Hackers Remotely Attack Moving Tesla Model S – PC Magazine

Did you think only Jeeps were vulnerable to hacking? Think again.

Chinese security researchers this week revealed multiple security vulnerabilities that allowed them to remotely hack a Tesla Model S sedan.

The electric car maker has already patched the bugs. But researchers from Keen Security Lab, a division of the Chinese Web giant Tencent, demonstrated their attack in a YouTube video posted Monday. The team was able to gain remote control of the unmodified, fully up-to-date car by hacking into an onboard computer system called CAN bus.

As you can see in the video below, the researchers opened a parked Tesla’s sunroof, turned on the steering lights, and moved its seat from their laptop while standing across a parking lot. They also demonstrated how they were able to remotely hack the car’s display to make it inoperable and show the Keen Security Lab logo, as well as open the vehicle’s door.

Next, they showed what they could do while the car was in motion — like remotely start the windshield wipers, fold in the car’s side view mirrors, and open the trunk. Perhaps most concerning, the researchers were able to manipulate the car’s brake system from 12 miles away, halting the car with the press of a button.

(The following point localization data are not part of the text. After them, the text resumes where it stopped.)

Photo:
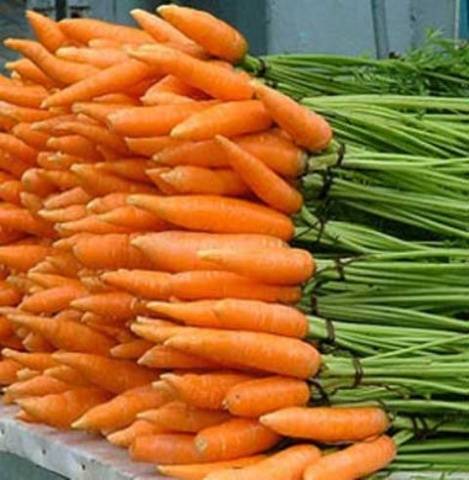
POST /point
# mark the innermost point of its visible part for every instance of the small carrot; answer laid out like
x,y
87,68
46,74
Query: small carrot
x,y
328,424
214,80
167,358
211,213
131,350
153,121
46,30
165,448
177,416
264,395
83,30
266,184
187,179
62,409
176,251
142,283
262,351
121,411
61,71
356,461
67,334
229,119
234,439
115,252
307,129
125,374
148,146
206,391
215,36
139,428
287,464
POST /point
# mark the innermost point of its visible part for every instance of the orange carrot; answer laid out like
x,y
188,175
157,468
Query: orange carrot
x,y
167,358
116,78
82,30
59,70
153,121
165,448
206,391
148,146
215,36
121,410
125,437
142,283
216,81
211,213
328,424
187,179
307,129
115,252
264,395
131,350
357,461
266,184
125,374
234,439
287,464
62,409
262,351
176,251
229,119
177,416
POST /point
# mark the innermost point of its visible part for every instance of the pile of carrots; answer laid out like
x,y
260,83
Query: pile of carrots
x,y
148,288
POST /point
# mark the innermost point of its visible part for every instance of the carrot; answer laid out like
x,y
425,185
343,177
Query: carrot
x,y
307,129
206,391
62,409
260,396
176,251
148,146
115,252
8,370
102,183
107,203
211,213
82,30
277,266
165,448
216,81
215,36
142,283
125,374
131,350
121,411
177,416
61,71
229,119
262,351
266,184
187,179
328,424
37,387
74,145
356,461
29,71
234,439
167,358
153,121
102,58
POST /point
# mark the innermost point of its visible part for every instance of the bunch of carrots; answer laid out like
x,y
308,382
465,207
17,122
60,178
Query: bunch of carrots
x,y
148,290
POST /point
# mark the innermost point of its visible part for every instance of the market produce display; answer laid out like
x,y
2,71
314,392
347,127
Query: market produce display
x,y
208,264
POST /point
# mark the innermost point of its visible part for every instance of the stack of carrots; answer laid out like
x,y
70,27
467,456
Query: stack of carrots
x,y
148,288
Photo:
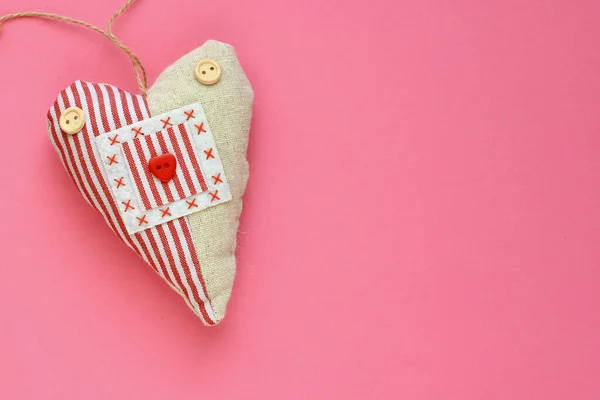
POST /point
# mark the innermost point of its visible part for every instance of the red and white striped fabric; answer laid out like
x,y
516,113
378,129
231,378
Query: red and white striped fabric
x,y
167,247
188,179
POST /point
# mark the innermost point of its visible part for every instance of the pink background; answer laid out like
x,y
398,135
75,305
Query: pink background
x,y
422,220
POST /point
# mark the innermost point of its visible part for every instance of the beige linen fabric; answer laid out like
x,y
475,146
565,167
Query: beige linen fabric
x,y
228,107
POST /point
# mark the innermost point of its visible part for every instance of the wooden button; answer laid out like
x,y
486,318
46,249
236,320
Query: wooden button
x,y
72,120
208,72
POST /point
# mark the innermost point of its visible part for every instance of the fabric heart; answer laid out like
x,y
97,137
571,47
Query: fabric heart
x,y
191,241
163,167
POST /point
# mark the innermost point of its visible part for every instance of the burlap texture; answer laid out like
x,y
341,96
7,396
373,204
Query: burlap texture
x,y
228,107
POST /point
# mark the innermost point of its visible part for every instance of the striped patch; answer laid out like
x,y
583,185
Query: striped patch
x,y
168,248
188,179
144,201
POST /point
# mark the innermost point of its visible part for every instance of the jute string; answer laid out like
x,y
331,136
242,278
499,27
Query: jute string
x,y
138,68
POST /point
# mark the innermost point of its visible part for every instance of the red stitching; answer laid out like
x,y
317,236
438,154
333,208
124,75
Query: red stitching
x,y
200,128
112,160
128,205
217,178
191,203
138,131
209,154
190,114
114,140
166,122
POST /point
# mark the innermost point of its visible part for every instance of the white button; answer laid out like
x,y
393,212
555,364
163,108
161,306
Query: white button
x,y
72,120
208,72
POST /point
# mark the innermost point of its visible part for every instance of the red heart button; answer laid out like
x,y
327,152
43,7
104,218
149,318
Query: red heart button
x,y
163,167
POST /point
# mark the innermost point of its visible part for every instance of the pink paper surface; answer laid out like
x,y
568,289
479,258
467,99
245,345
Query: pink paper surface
x,y
422,219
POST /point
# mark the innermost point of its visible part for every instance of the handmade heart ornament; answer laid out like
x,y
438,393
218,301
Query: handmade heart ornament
x,y
196,120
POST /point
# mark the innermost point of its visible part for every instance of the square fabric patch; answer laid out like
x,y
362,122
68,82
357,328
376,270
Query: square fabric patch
x,y
179,140
187,179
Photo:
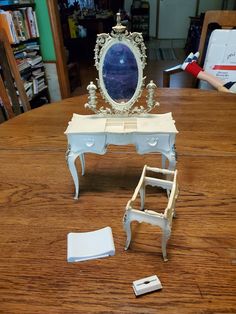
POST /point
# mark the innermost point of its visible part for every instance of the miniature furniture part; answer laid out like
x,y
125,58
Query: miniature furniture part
x,y
120,59
164,221
92,134
225,19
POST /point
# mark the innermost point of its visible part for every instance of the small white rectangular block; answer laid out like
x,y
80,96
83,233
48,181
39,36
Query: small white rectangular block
x,y
146,285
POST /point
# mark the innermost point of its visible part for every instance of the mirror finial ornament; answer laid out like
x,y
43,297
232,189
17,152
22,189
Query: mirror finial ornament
x,y
120,58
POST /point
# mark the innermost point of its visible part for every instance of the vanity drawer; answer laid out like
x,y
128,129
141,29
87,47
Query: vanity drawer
x,y
87,142
152,142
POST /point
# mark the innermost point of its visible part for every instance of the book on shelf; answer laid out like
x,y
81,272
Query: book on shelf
x,y
20,24
6,23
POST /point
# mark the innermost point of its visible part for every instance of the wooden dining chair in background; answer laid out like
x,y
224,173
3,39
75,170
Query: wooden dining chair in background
x,y
223,19
12,92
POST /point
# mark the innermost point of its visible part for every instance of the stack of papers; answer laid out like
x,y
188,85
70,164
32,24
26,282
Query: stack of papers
x,y
89,245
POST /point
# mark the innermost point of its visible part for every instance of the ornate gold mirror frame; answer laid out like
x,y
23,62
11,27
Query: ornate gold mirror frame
x,y
120,58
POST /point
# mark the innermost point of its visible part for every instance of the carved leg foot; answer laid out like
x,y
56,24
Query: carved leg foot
x,y
142,198
82,161
127,228
71,158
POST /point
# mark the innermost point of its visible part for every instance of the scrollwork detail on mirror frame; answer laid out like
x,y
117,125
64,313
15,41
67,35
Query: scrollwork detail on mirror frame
x,y
134,42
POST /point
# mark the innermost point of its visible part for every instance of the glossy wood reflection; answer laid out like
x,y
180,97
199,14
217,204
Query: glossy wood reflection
x,y
38,210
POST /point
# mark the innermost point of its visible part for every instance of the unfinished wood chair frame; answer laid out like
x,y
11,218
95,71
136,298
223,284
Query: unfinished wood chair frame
x,y
11,80
164,221
226,19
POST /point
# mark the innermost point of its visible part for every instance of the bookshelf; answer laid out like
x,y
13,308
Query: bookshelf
x,y
20,24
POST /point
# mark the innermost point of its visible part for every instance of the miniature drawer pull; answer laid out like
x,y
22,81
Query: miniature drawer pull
x,y
90,142
153,141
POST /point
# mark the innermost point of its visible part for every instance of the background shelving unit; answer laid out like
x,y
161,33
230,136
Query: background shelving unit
x,y
20,24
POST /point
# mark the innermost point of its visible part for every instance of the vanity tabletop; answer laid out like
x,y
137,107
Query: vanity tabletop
x,y
148,123
37,212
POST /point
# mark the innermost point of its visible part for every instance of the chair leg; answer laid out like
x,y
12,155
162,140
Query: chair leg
x,y
165,237
127,228
142,197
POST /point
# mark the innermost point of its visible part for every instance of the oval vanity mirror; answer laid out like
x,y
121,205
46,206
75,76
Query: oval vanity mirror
x,y
119,73
120,59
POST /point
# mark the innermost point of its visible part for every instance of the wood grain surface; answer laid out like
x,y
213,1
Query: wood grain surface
x,y
37,212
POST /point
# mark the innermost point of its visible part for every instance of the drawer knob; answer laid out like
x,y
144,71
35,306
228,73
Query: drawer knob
x,y
152,141
90,143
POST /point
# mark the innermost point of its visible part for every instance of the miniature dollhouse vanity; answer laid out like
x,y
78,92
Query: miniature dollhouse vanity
x,y
120,59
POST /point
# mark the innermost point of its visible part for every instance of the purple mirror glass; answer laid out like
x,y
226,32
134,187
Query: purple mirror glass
x,y
120,73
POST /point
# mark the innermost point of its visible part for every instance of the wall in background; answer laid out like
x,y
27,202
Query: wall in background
x,y
206,5
46,39
153,14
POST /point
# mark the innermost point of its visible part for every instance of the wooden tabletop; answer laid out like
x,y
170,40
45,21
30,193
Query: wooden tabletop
x,y
37,212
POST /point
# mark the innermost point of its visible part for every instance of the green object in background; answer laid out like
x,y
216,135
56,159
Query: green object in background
x,y
46,38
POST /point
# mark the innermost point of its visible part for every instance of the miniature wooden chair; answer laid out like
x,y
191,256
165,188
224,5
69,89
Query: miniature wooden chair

Achieving the hack took “several months on in-depth research,” the team said. They verified the attack vector on multiple versions of the Model S and assume the problem affects other Tesla models as well. Keen Security Lab said it notified the automaker, which confirmed the vulnerabilities and quickly fixed them.

In a statement to PCMag on Wednesday, a Tesla spokesperson downplayed the severity of this attack, but said the company quickly deployed an over-the-air software update to address it, and users will not have to take action.

“The issue demonstrated is only triggered when the web browser is used, and also required the car to be physically near to and connected to a malicious wifi hotspot,” the spokesperson said. “Our realistic estimate is that the risk to our customers was very low, but this did not stop us from responding quickly.”

Further, in keeping with its bug bounty program, Tesla plans to reward Keen Security Lab for its research.